Every entrepreneur has an origin story.
For many, this includes tales of the lemonade stand, or selling baseball cards.
I’m sure I sold lemonade at some point in my early entrepreneurial career but, I don’t remember it clearly. I vaguely remember ambitions of making my millions trading baseball, basketball and hockey cards but that idea came to me in my early teens and barely made it past a hobby.
What I love about entrepreneurial origin stories is not the early seeds of how industry titans were motivated to make untold riches. I miss how innocent it often is. I miss how much play and fun were vital parts of the process.
Today I want to share with you my earliest entrepreneurial memories. Even before lemonade or baseball cards, there were three ventures that I was sure to make me a star, or at the very least wealthy enough to buy extra butter crunch cookies at lunch.
My earliest entrepreneurial memory was a true hustle.
Sometime in the second or third grade, I got the amazing idea to wrap colorful pipe cleaners around pencils and sell them to other students.
Yes, you heard it right.
I planned to take what I had just learned in arts & crafts class, and start hustling other kids out of coins.
It didn’t make me millions but I do remember getting in trouble for taking so many pipe cleaners from class and for trying to sell school property to other students.
Mr. Robot (no, not that one)
Not long after my pipe cleaner pencils scheme, I remember coming upon an article in some kids magazine, like Highlights, about how to build a “robot.” The process included using a remote controlled car for movement, and placing a small trash can (upside down) on top for the body. You could then attach arms using vacuum cleaner hoses. Add a few googly eyes and you had a robot.
I hatched a plan. Radio Shack, here I come!
Not only would we build this robot, but we would improve it. We would place a walkie-talk inside of the body so that the robot could talk. Naturally, I would voice the robot and make funny jokes. You see, I was a hilarious child, at least in my own mind.
The plan was to build the robot and host neighborhood robot shows for all of the kids. Both parents and children would be amazed at the lifelike robot who would tell jokes. I had a real zinger where I’d call one of the kids a bozo.
Admission would be at least $10 which, at the time would’ve been more than a movie ticket. Once the show became a hit we would build more robots and take the show all over the country.
I spent weeks drawing robots, clipping ads from Sears and Radio Shack, and writing out ideas for shows.
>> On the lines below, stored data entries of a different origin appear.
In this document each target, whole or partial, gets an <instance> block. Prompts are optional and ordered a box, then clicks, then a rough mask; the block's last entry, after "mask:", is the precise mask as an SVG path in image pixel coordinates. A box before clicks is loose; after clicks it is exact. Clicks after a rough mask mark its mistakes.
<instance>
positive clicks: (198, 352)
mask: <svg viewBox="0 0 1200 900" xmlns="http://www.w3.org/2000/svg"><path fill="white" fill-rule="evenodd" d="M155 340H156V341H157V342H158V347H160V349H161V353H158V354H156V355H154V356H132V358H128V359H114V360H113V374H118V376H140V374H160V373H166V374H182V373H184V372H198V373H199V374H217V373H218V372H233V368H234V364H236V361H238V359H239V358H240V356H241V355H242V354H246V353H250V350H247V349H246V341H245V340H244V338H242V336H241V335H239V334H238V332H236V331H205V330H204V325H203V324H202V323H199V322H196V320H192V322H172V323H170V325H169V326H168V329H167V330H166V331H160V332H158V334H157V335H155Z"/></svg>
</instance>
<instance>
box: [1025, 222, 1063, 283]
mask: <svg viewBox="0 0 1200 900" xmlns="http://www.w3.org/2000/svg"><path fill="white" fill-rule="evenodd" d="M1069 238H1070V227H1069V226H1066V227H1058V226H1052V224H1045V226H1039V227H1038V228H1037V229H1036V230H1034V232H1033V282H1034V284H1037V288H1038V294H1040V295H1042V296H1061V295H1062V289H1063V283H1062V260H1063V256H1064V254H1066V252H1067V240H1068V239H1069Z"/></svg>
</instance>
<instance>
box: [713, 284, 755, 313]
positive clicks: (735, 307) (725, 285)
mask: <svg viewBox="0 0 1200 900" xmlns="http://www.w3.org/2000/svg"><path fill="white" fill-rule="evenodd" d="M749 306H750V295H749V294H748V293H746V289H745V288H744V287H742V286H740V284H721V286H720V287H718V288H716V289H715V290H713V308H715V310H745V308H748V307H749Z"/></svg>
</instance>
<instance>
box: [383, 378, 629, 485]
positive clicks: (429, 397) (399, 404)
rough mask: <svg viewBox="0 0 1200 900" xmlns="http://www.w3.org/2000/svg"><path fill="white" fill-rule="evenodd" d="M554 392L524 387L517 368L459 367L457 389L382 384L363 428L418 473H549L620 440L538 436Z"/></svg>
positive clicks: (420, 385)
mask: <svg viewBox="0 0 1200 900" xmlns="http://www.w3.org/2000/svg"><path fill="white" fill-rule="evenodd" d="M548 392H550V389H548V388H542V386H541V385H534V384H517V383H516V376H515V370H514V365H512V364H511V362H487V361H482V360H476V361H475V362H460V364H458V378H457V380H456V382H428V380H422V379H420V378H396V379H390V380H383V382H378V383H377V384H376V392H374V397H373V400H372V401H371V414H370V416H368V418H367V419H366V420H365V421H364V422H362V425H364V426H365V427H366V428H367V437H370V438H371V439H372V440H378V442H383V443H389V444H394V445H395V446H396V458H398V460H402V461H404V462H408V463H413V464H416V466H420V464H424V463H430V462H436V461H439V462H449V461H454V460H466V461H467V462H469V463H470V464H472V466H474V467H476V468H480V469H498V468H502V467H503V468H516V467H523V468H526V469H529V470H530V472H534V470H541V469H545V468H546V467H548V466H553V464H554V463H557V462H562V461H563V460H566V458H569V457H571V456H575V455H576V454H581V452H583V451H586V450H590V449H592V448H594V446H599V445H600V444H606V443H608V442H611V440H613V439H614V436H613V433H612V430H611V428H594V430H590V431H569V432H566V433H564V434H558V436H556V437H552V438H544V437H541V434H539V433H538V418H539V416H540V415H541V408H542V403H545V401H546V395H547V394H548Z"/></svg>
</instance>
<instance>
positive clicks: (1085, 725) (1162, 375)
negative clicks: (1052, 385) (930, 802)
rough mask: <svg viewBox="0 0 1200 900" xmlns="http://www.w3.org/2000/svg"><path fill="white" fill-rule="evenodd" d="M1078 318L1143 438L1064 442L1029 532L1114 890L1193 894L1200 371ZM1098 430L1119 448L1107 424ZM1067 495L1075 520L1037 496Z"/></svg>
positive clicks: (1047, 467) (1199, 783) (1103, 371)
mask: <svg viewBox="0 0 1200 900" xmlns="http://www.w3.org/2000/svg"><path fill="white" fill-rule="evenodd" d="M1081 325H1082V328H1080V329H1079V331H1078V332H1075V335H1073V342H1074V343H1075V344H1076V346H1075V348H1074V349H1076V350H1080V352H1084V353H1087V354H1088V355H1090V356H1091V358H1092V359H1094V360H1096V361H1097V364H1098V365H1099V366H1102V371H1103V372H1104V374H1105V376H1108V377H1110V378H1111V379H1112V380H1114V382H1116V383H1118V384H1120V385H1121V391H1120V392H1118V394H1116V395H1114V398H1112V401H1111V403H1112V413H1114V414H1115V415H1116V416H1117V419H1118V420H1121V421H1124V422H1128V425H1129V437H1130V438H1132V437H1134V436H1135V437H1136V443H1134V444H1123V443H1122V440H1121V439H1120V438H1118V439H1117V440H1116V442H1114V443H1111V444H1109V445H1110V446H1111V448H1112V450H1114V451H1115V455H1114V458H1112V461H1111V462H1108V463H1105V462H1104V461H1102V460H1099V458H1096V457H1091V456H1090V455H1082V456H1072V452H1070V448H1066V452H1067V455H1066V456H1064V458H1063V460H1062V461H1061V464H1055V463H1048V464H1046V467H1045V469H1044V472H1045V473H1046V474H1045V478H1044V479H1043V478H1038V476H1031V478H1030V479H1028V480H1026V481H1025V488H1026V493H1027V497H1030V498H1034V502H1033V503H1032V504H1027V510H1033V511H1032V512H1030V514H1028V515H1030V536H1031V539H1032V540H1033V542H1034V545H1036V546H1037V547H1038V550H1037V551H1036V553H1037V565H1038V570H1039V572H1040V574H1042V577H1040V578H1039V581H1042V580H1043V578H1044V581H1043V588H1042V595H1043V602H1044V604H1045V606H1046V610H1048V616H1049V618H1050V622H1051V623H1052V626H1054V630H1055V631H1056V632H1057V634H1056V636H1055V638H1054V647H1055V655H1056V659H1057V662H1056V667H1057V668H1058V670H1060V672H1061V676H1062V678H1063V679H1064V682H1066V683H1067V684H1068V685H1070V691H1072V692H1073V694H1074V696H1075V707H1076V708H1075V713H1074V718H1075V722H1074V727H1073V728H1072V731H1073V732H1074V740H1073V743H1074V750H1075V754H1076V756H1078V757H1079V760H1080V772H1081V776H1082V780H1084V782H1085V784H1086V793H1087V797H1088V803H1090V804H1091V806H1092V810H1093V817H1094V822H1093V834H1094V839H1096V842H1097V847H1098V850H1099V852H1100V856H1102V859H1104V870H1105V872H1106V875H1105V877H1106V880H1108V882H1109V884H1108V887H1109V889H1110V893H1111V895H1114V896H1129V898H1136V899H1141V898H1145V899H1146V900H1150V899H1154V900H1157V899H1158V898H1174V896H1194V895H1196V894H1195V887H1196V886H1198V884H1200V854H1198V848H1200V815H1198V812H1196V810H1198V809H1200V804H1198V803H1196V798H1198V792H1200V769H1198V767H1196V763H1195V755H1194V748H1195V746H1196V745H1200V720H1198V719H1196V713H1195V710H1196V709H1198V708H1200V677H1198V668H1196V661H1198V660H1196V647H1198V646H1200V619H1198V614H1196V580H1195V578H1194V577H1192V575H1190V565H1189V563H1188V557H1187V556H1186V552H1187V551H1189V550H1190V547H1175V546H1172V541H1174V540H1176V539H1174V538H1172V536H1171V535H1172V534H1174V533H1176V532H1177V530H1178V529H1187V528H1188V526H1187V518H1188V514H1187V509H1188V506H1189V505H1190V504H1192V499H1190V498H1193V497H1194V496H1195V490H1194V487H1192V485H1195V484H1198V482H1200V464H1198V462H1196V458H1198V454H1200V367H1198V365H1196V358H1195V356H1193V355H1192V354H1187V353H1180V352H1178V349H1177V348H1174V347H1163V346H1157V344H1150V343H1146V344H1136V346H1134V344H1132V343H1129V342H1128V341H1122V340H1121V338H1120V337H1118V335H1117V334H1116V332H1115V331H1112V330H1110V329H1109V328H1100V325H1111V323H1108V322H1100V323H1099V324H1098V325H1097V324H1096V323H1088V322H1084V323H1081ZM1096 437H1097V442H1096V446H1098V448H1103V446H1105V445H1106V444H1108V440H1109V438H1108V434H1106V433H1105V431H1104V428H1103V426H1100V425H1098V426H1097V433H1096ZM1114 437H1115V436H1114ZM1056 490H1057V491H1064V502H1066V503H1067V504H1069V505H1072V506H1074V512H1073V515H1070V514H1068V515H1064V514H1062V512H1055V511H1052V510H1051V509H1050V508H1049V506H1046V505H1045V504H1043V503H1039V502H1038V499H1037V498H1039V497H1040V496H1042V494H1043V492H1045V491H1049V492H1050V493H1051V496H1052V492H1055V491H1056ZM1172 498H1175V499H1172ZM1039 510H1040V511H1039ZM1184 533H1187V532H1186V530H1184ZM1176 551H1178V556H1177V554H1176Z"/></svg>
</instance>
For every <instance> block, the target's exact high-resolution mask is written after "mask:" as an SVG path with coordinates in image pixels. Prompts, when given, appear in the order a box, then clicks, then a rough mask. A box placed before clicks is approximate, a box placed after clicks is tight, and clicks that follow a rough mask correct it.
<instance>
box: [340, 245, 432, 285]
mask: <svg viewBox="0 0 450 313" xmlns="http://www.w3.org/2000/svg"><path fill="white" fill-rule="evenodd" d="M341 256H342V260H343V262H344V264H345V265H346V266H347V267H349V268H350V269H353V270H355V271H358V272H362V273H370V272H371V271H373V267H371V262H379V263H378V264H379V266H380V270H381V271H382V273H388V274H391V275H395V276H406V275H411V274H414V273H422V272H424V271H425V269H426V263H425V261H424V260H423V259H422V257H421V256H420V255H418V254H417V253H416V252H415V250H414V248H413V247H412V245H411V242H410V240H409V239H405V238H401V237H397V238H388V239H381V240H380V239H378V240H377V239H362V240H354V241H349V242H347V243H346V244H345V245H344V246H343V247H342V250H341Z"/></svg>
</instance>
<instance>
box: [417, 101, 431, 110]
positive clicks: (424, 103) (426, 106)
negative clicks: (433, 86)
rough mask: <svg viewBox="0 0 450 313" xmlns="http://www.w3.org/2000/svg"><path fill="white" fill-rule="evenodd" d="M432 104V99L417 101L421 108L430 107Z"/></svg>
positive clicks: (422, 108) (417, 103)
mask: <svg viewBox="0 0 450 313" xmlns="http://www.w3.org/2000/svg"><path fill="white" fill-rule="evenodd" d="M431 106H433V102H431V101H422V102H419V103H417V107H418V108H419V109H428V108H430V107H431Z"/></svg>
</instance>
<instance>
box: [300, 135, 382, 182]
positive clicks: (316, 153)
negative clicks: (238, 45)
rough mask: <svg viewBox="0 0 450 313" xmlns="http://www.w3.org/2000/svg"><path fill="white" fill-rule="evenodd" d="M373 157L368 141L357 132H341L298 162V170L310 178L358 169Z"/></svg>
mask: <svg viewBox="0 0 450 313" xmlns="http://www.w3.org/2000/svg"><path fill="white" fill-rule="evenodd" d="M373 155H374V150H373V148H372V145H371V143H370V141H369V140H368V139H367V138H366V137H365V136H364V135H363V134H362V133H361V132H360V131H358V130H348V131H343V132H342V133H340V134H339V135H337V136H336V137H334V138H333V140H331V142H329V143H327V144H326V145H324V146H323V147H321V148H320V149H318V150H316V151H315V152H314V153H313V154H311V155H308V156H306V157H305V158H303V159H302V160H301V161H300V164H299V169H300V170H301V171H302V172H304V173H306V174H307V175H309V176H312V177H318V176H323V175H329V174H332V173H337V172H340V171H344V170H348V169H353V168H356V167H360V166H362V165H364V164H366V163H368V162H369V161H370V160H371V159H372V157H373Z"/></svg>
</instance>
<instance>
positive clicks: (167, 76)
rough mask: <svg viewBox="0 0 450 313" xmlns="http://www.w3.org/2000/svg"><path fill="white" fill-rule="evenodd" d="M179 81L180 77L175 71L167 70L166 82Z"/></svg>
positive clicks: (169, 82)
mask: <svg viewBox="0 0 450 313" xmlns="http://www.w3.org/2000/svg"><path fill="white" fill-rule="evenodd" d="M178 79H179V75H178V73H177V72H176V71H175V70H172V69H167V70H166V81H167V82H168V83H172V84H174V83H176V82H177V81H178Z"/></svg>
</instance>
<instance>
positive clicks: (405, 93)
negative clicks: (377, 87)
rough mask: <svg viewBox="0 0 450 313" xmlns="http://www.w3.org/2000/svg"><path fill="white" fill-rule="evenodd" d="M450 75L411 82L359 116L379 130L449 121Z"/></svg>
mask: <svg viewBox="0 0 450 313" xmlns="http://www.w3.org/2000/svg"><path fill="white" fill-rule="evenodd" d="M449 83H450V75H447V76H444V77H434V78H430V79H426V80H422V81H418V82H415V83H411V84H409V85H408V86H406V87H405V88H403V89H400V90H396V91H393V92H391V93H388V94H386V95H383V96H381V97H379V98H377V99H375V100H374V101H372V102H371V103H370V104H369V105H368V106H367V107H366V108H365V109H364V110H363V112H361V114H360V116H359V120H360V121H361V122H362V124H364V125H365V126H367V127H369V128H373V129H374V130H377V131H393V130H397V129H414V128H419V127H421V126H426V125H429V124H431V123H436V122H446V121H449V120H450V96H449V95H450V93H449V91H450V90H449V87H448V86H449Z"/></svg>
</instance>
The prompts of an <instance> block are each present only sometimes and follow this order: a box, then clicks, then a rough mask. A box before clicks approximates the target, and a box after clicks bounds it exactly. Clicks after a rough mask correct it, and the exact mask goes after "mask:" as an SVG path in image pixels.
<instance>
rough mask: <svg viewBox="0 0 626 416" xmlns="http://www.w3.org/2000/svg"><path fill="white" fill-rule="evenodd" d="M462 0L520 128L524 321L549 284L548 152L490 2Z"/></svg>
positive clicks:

Alas, I never got past dreaming about the idea, but I look back and wonder if that would’ve been my big break.
Showtime at my house
The disappointment of the robot show failing to happen sat with me for years. I knew that I was on to something BIG. Then, I found myself at an amusement park. It might’ve been Six Flags, it might’ve been Disney or Universal…I don’t recall. But I remember the product vividly: the Mopkins Puppet.
The Mopkins were a flash-in-the-pan sensation across theme parks.
- The legs were velcro so it would wrap around you.
- Your hand would move the mouth.
- A stick was attached to each arm of the puppet so you could have it wave, adjust its hat or sunglasses, or whatever else your imagination could come up with.
The Mopkins were going to allow me to finally launch my one boy act to the world…no robot assembly required.
All I had to do was learn ventriloquism.
I didn’t buy a Mopkin at that theme park, but it was on my Christmas and Hanukkah lists for several years after that.
I never got one.
Due to the legend of the Silicon Valley tech bro, we’ve come to see the origin story as something other than what it often is: playtime. All of my early entrepreneurial ventures had a few things in common:
- I wanted to entertain people
- I wanted to express myself creatively
- I wanted to build or create something with my own unique stamp on it
The money was always secondary because frankly, I was a kid, and money didn’t have much context for me yet.
If we’re going to glorify anything about the entrepreneur’s origin story, we should glorify the play, the goofiness, the passion, the creativity, and the emotional risk taking. I want to see more stories that are silly, and I want us to hold that up not as the beginnings of the capitalist’s dream, but perhaps the antidote to it.
So, now it’s your turn: what’s your entrepreneurial origin story. If you’re feeling brave enough, put it in the comments.